Wow! So much packed into August. The week before the FR, I ran a summer camp:
"Week 5
Aug 8 - 11 (Mon – Thu)
Topic: Children as Producers, Actors, Dancers and Stage Crafters
Jr. group 9am – noon 4 – 7 year olds
Sr. group 1pm – 4pm 8 – 12 year olds
Using all 3 modalities, children will stage their own story with the help from their Friends from the Inner World. What fun to grow inward and express outward. There will be a performance gallery for parents to visit on the evening of the last day. Come and join the theatre. Let your imagination go happy and wild. Let this be your summer to remember, to shine, to share."
I only had the younger group go so we did our performance at the end of class on Thursday. Basically it was performance based and we worked together getting it ready (roadshow style). The kids did everything from design the scenery and paint it to costume design and script writing. I had 8 kids - 4 four year olds, a 6 year old and 3 seven year olds. It was really fun and rather exhausting in a very good kind of way. The parents loved our performance (I even got a big bouquet of flowers and thank you cards)

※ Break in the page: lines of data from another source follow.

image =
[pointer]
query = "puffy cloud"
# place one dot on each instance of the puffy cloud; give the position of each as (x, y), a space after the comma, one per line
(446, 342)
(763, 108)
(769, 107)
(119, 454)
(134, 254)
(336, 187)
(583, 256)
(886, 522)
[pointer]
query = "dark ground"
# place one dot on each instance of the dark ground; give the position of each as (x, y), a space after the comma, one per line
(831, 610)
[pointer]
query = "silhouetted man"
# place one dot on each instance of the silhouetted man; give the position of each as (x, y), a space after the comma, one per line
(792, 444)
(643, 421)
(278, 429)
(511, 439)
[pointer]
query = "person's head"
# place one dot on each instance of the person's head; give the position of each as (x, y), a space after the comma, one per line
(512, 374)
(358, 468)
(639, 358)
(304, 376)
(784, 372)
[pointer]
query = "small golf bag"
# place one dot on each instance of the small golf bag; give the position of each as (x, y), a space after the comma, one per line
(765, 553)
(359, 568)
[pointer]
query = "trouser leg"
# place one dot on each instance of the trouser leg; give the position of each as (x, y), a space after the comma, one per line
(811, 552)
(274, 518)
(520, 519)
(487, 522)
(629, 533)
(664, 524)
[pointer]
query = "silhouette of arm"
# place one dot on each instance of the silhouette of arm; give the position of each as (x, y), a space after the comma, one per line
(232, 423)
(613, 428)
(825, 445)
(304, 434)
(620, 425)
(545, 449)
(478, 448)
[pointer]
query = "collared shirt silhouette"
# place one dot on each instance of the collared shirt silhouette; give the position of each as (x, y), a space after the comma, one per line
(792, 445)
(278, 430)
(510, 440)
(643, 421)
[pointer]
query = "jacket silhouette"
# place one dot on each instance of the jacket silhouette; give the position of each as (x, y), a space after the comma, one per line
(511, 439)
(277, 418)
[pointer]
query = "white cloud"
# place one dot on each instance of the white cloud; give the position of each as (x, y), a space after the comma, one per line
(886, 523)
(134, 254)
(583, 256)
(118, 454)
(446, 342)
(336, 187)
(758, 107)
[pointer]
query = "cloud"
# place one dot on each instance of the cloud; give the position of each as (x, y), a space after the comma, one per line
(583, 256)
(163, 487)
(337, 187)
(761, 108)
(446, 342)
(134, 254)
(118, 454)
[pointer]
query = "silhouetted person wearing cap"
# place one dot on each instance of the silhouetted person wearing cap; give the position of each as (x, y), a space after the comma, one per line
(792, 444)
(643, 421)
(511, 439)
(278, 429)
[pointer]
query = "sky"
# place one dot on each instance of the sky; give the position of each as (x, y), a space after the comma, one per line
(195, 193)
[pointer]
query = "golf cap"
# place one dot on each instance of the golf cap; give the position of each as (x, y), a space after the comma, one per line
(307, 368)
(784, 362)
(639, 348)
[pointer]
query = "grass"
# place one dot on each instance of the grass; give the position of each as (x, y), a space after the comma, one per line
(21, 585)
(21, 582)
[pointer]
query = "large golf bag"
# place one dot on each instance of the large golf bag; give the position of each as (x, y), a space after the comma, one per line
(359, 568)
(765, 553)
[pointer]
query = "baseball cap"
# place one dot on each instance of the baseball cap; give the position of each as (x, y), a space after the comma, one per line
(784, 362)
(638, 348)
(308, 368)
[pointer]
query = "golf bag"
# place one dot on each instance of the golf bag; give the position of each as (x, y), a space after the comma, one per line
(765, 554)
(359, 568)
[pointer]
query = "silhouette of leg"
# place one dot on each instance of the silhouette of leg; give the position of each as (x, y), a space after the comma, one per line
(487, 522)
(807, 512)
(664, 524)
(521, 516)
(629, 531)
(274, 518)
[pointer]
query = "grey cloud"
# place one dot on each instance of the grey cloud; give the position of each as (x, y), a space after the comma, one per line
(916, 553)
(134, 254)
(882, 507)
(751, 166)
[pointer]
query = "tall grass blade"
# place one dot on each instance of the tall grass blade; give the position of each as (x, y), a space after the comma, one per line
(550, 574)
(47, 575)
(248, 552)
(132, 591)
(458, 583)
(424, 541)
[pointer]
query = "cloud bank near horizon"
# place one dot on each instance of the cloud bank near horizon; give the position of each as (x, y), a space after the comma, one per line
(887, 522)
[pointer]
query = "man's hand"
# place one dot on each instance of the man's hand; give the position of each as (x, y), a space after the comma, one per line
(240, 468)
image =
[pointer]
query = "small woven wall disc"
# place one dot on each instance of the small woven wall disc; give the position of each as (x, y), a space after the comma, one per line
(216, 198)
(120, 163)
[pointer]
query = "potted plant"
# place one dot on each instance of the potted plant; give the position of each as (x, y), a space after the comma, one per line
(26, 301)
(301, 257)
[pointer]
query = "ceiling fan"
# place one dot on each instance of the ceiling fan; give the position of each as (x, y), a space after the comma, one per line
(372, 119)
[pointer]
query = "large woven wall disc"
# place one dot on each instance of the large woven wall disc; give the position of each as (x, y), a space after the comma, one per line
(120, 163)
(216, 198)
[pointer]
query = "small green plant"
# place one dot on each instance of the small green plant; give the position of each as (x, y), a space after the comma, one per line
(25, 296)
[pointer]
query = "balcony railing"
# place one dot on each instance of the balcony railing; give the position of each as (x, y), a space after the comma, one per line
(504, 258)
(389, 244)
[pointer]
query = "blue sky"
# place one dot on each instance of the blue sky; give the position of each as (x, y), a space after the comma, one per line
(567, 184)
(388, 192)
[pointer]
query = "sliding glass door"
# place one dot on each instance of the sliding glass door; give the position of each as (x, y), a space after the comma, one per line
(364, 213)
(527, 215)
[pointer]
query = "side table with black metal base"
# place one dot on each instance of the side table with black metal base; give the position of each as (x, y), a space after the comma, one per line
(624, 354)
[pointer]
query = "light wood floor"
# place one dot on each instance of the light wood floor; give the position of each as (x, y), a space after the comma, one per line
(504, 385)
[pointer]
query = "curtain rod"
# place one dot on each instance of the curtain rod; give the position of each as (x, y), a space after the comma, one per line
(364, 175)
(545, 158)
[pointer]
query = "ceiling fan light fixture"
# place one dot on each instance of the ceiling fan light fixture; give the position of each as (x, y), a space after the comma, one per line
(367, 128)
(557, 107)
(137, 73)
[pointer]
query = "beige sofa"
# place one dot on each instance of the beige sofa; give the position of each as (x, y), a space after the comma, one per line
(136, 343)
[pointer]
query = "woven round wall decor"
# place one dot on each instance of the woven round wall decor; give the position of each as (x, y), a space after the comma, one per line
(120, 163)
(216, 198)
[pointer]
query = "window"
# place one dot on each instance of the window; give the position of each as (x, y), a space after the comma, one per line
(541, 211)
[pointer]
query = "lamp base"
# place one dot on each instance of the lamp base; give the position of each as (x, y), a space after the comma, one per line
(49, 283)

Then Friday, Kaet, Drew and I helped Dean with the window washing so we would have enough money to come. Saturday we packed and cleaned and left on our way. We all had great fun at the FR - as you all know. Kaetlyn and Drew struggled a bit as they didn't want to hang out with each other but they wanted to hang out with the same people. Although, I think Drew is a bit more active than the rest, anyway. They always wanted to sit around and talk and he wanted to be jumping on the trampoline and swimming and stuff like that. It was good to see him spending time with his uncles and Zach and Josh, too. Although sometimes his feelings were hurt. Rhiannon is going through withdrawl and holding it against me that she doesn't have more younger siblings... I think Jodi was in dog heaven - all that food dropped in the ground and all that time spend out of doors with us - beaches and all those new smells! She was such a good dog, I regretted that this is the first holiday we have taken her on.
We had a 1 sailing wait when we got to Nanaimo so we were on the 4:30 ferry. We had supper on the ferry and got gas in Abbotsford (thanks for the tip, Katie, it really was much cheaper there). And a gas tip for all of you: I used the premium plus for the van on the trip and we got more than 600km's to the tank. I have never got more than 450 - 500 before. So it was worth it in the long run (not to mention that it is better for the engine and you won't need as many tune ups). I used Husky/Mowhawk gas. We got into Vernon at midnight last night. Dean had to get up early this morning and left for Kaslo. I had a 3 hour nap this afternoon and am now quite recovered.
I did have some sad news just before we left. Dad, Doug and Evan told me that they are going to have sell our house. This was very sad news for me. I love this house (it is nothing fancy as Laura can attest to) but it suits us very well. Also - just the whole instability thing - and uprooting my kids and going back to renting from someone else. I had no clue it was coming. I cried most of the way home. I told Dean on the ferry but I haven't told the kids and I won't until it is inevitable. Talking to Dad today, he said he is going to try a few more things but not to count on it. I don't know if I am in denial or not, but right now it doesn't feel like it is really going to happen. I think something will happen and I won't have to move. I am glad they at least left it to the last minute to tell me so it didn't wreck the rest of my holiday.
I have been so grateful to have this house. It has enabled me to get involved with the Inner World School and be at home with my kids. It has meant the world to me. I hate constantly struggling with the basics of life - like a roof over my head and I wonder when it will ever end. I have loved working on my gardens and planning on how I will fix it up. I really don't want to move.
Enough sad stuff. I love this time of year in the Okanagan. It is bursting with abundance. Apples are coming ripe and peppers and melons and corn. Food is so plentiful, so yummy and so cheap. We went to Davison Orchards (an orchard that went to agri-tourism) and bought fresh corn and peaches and Drew and Rhiannon played in the park as I ate a basket of blackberries and looked over the valley. Beautiful, peaceful, restorative. Tomorrow we have an adult workshop at the Inner World School - "Courage". I think I could use that right now. I need courage to believe that even as the sparrows of the field are looked after, so will I.